Overview of Aortic Dissection
- Definition: Aortic dissection is a medical emergency in which a tear occurs in the inner layer (intima) of the aorta, allowing blood to flow between the layers of the vessel wall, creating a false lumen.
- Stanford Type A: Involves the ascending aorta and may extend into the descending aorta.
- Stanford Type B: Involves only the descending aorta, starting distal to the left subclavian artery.
- Pathogenesis: Blood entering the aortic wall creates a false lumen, which can compromise blood flow to major organs and lead to rupture, ischemia, or death.
- Hypertension (most common risk factor)
- Connective tissue diseases (e.g., Marfan syndrome, Ehlers-Danlos syndrome)
- Bicuspid aortic valve
- Atherosclerosis
- Cocaine use
- Trauma or prior aortic surgery
Clinical Presentation
- Severe, sudden chest or back pain: Often described as "tearing" or "ripping"; Type A dissection typically causes anterior chest pain, while Type B causes back pain.
- Hypertension: Common in Type B dissections; hypotension in Type A can indicate a rupture or cardiac tamponade.
- Pulse deficits: Difference in blood pressure between arms or legs.
- Neurological deficits: Syncope, stroke, or paraplegia due to disrupted blood flow to the brain or spinal cord.
- Aortic regurgitation: A new diastolic murmur may develop in Type A dissections involving the aortic valve.
Diagnosis
- CT angiography: Preferred diagnostic test in stable patients.
- Transesophageal echocardiography (TEE): Often used in unstable patients or for bedside evaluation.
- MRI: Useful for detailed imaging but less practical in acute settings.
- Chest X-ray: May show widened mediastinum but is not definitive.
- ECG: May be normal or show ischemia if the coronary arteries are involved.
Management
- Immediate blood pressure control: IV beta-blockers (e.g., labetalol, esmolol) to lower shear stress on the aortic wall.
- Pain management: Morphine is commonly used.
- Surgical intervention:
- Type A dissections: Emergency surgery is required to prevent aortic rupture, cardiac tamponade, or other complications.
- Type B dissections: Managed medically unless complications like organ malperfusion or rupture occur, in which case endovascular repair (TEVAR) may be considered.

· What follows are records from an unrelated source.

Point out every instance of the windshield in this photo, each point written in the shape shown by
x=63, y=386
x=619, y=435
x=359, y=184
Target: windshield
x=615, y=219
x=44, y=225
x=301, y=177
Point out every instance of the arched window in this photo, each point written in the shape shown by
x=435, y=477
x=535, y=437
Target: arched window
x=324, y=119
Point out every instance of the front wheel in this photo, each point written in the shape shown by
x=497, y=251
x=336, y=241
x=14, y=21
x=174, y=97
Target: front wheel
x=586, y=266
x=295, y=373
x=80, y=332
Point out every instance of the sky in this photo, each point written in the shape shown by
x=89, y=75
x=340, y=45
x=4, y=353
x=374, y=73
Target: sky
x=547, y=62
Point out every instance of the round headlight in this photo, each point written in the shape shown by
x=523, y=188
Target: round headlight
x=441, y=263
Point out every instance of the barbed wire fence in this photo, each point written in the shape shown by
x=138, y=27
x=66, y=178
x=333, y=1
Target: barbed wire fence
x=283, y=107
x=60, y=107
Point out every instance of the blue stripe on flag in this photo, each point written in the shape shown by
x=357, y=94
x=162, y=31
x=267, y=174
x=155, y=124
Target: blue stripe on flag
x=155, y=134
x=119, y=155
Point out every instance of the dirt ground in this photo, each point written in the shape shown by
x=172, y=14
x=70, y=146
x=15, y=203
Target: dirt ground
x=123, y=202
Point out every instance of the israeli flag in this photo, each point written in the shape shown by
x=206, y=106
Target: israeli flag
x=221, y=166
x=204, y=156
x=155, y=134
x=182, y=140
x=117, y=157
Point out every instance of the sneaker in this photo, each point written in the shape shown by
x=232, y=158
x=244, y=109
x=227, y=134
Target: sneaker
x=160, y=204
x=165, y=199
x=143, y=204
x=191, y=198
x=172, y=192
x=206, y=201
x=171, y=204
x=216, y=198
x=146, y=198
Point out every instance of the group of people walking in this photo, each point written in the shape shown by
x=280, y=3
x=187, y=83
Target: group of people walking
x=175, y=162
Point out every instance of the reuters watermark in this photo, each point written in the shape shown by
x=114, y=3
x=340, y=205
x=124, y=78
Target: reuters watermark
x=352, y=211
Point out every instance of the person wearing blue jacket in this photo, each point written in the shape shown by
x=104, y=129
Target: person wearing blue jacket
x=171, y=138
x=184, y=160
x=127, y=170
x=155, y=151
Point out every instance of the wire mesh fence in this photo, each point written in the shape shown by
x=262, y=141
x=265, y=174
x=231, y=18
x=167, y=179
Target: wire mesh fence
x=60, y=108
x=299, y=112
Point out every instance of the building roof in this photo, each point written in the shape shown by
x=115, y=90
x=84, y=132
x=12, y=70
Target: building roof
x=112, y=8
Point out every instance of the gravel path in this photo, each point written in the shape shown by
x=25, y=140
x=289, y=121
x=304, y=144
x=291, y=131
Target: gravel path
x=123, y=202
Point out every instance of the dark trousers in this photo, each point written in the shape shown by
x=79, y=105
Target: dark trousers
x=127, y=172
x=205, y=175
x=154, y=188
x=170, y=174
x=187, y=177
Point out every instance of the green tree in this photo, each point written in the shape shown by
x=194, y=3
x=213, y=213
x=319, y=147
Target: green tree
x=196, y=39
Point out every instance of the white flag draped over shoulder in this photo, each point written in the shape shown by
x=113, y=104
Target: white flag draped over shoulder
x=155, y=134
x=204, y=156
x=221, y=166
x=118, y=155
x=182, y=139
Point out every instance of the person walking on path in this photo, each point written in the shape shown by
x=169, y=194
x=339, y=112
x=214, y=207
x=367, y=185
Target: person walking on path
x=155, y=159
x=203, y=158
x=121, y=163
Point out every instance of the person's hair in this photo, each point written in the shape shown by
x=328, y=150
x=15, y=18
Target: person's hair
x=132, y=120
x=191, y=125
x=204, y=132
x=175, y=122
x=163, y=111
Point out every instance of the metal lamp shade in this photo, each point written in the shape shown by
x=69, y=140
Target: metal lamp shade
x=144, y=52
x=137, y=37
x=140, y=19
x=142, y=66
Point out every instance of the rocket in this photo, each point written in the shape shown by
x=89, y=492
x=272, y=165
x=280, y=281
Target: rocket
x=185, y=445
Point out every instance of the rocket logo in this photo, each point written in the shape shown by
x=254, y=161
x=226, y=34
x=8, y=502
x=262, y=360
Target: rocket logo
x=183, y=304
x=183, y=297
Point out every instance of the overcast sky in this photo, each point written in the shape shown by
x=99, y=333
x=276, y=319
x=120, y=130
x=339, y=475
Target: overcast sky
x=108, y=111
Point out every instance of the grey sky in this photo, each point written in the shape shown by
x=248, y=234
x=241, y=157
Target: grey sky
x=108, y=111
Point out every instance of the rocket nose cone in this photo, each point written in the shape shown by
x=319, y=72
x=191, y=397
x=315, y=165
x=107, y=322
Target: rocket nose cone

Postoperative and Long-Term Care
- Lifelong blood pressure control: Essential to prevent recurrence or further dissection.
- Surveillance imaging: Regular follow-up with CT or MRI to monitor for progression or complications.
- Genetic counseling: Important in patients with connective tissue disorders like Marfan syndrome.
Essential Points
- Type A dissections require emergency surgery to prevent life-threatening complications.
- Type B dissections are usually managed medically unless there are complications, which may require surgical intervention.
- Hypertension control is critical to prevent the progression or recurrence of dissection.
- CT angiography is the preferred imaging modality for stable patients, while TEE is often used for unstable patients.
- Lifelong follow-up is necessary to monitor for further dissection or complications, especially in those with genetic predispositions.